Rozdział 5 - Bezpowrotna strata

73 15 0
                                    

   - A więc... Sophie. - Moje imię w jego ustach było tak obce i zimne, że z trudem powstrzymałam dreszcz. Pamiętaj, Sophie, on niczego nie pamięta. Przyzwyczaj się do tego. Powtarzałam to sobie w głowie jak mantrę, byleby nie oszaleć. - Usiądziesz? - spytał nieśmiało, wskazując krzesło po drugiej stronie.
   - Chętnie - mruknęłam, obchodząc łóżko i siadając na stołeczku. Zestresowana splotłam palce na kolanach i wbiłam w niego spojrzenie. On sam też na mnie patrzył, nie wiedząc od czego zacząć. Byłam przekonana, że miał mnóstwo pytań, że chciał się dowiedzieć wszystkiego po kolei, ale pewnie bał się tego podobnie jak ja. Mimo że mnie nie pamiętał, wciąż był tym samym wrażliwym i kochanym Hyunem, którego pokochałam. Czułam podskórnie, że nie chciał mnie skrzywdzić, a to niestety było nieuchronne...

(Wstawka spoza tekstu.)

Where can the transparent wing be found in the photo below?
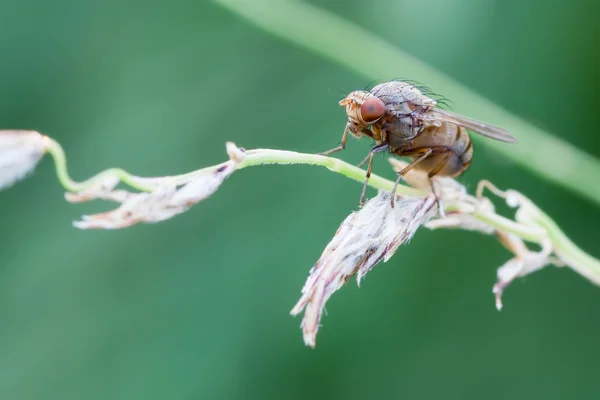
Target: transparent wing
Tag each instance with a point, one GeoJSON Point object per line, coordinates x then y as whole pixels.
{"type": "Point", "coordinates": [479, 127]}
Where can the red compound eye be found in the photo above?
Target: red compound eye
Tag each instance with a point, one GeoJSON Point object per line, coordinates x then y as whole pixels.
{"type": "Point", "coordinates": [371, 110]}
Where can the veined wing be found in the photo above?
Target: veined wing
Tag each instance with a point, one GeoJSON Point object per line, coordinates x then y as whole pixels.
{"type": "Point", "coordinates": [479, 127]}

   - Jesteś z nimi bardzo zżyta? - Ni to spytał, ni to stwierdził, machnięciem ręki wskazując drzwi, przez które przed chwilą wyszli nasi przyjaciele.

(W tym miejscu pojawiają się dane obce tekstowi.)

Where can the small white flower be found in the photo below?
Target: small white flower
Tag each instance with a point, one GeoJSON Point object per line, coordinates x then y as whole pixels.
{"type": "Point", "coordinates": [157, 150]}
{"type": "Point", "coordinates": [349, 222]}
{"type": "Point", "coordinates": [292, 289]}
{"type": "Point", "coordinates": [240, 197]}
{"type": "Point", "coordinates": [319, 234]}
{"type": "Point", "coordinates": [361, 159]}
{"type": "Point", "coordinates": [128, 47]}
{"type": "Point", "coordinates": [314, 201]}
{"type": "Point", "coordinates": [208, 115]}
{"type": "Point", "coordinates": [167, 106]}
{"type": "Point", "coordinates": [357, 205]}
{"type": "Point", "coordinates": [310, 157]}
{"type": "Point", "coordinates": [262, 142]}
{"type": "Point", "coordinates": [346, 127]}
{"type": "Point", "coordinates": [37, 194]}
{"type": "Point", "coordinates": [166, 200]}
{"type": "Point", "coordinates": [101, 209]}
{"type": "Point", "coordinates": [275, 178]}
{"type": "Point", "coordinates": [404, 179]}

   - Tak. Jesteśmy rodziną. - Pokiwałam głową, uśmiechając się na samą myśl.
   - Jak... jak do tego doszło?
   - Ta droga była długa, kręta, wyboista i bolesna - zaczęłam niepewnie, spuściwszy wzrok. - Ale pozwoliła mi zdobyć czterech dodatkowych braci, dla których zrobiłabym wszystko. A oni dla mnie. - Ostatnie zdanie wyszeptałam, ale wiem, że usłyszał. Bałam się podnieść wzrok, zobaczyć spojrzenie pytające i nic nierozumiejące.

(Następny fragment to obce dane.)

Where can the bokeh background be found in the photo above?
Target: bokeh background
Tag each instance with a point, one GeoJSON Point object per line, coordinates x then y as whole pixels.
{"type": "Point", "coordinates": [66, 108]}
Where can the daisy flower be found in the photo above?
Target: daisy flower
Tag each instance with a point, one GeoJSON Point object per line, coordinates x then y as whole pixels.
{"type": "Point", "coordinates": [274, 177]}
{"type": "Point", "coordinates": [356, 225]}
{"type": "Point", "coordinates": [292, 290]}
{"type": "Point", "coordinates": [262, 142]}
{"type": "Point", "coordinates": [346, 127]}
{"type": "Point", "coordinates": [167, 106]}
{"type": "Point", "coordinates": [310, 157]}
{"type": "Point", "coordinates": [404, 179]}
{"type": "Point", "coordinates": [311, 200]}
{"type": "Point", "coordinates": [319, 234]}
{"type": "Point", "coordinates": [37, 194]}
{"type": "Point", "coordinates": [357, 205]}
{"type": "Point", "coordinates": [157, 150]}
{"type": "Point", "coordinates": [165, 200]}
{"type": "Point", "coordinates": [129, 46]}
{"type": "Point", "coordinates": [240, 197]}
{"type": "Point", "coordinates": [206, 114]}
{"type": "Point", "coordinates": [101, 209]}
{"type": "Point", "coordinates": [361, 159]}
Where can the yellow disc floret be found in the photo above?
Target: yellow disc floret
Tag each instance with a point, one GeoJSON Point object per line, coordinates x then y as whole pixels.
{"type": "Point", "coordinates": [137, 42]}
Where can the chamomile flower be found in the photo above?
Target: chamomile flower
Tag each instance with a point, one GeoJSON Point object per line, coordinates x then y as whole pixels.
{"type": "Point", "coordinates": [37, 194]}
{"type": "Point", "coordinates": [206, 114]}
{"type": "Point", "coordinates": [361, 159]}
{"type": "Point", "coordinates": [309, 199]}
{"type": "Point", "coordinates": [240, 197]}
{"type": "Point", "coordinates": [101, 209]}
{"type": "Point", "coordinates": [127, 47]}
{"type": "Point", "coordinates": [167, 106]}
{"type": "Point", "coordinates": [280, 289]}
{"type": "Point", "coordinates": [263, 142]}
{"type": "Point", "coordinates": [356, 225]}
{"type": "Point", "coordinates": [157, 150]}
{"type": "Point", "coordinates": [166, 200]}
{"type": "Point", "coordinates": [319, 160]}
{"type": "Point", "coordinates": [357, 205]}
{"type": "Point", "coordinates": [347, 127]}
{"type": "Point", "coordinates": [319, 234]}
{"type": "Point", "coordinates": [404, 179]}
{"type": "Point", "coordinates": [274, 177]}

   - Na przestrzeni tych niespełna dwóch lat staliśmy się tak sobie bliscy? - spytał z niedowierzaniem. Dopiero wtedy podniosłam wzrok.
   - Nie musisz mi wierzyć, spytaj resztę. Ale między naszą szóstką coś od razu załapało. Od początku czułam się jak członek waszego zespołu, co było bardzo ujmujące. Poza tym wiele przeszliśmy, wiele przeżyliśmy. Dobrych i złych chwil... - powiedziałam, biorąc głęboki wdech.
   - Na przykład? - Przykład. Boże, w gąszczu tych wszystkich przygód, co miałam mu powiedzieć w pierwszej kolejności?
   - A to zależy. Mam przypomnieć ci dobrą chwilę czy złą?
   - Dobrą. I związaną z nami - poprosił. Dałam sobie trzy sekundy, żeby opanować nagłe drżenie. Był zwyczajnie ciekawy? Niedowierzał? Czy chciał sobie mnie przypomnieć? Postanowiłam nie wnikać i zacząć od samego początku naszej znajomości.
   - Napisaliśmy razem piosenkę - zdradziłam, nie mogąc się przy tym nie uśmiechnąć. Uniósł brwi ze zdziwienia.
   - Ja i ty?
   - Ty i ja - potwierdziłam, uśmiechając się nieco szerzej. Widziałam jak ściągał brwi, próbując sobie cokolwiek przypomnieć, ale na próżno. W końcu pokręcił z rezygnacją głową.
   - Wybacz, ale...
   - Spokojnie. Pamięć nie wróci tak szybko, nie przejmuj się - przerwałam mu spokojnie i powstrzymałam się, żeby nie wyciągnąć ręki i nie pogładzić go po policzku. - Wrócisz do domu i jeśli będziesz chciał, to o wszystkim ci opowiem. Pokażę zdjęcia, filmy, co ty na to?
   - Chętnie. - Spojrzał na mnie i uśmiechnął się leciutko. - To może póki co skupimy się na teraźniejszości?
   - Co masz na myśli?
   - Byliśmy w takim... oficjalnym związku? W sensie... publicznym? - pytał, ewidentnie nie wiedząc jak sformułować zdanie, żeby mnie nie urazić. A ja musiałam przyzwyczaić się do tych kuriozalnych pytań, które w mojej opinii w ogóle nie powinny mieć miejsca.
   - Tak.
   - A... długo?
   - Oficjalnie nie, bo zaledwie niecałe pół roku, ale nasze uczucia, można by rzec, żyją od prawie samego początku naszej znajomości. - Boże, jak niezręcznie mi się o tym mówiło, gdy patrzył na mnie z niedowierzaniem i lekkim zmieszaniem. Podrapał się po głowie, przez chwilę mieląc moje słowa. Postanowiłam iść za ciosem i powiedzieć mu o tym, o czym powinien wiedzieć od początku. - Poza tym ważny jest też fakt, że mieszkamy razem.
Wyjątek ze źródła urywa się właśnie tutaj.